Most of the trip passed this way, but just as my frustration grew, I saw a chance for redemption. A nice, clean, class three rapid lay ahead; the biggest so far. My companions also sensed the occasion and we readied ourselves for the challenge: ice cream scoops in hand, eyes fixed, ready to devour what lay ahead.
We inched closer and closer, steering ourselves towards the best line. At last ! I thought. But then, out of the corner of my eye, a blur of red.
The IRB approached. The guide shouted instructions. A rope was tossed aboard.
We were tied to the IRB with two other rafts and were towed, yes towed, through the best rapid of the day, and the next, also a grade three. Instead of the thrill of being thrown around a rapid and fighting for control, we sat passively as the IRB flattened the bumps and we clung awkwardly to the raft.
As the raft snake wound its way down the rapid, passengers stopped steering and started splashing, but were often caught unaware when the snake’s tail inevitably slung towards the rocks. Only driver skill and a fair degree of luck prevented any serious injury.
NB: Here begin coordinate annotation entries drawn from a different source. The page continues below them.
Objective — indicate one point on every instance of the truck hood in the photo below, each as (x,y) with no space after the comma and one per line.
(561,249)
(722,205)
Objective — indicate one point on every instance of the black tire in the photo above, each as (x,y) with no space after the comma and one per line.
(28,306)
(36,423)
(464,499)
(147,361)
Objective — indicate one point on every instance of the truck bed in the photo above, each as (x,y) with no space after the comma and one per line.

It also meant that the leg we had been instructed to dangle outside the raft often became jammed between rafts or river obstacles.
The trip appeared to please many of the clients, who appreciated the chance to have fun without the hard work, but it was less satisfying for those who enjoy the satisfaction and pleasant tiredness derived from hard work at the end of a trip.
The highlight of the day was joining my crewmates for a massive caramel ice cream, which was bigger than most of the rapids we were allowed to run – I should have brought the paddle.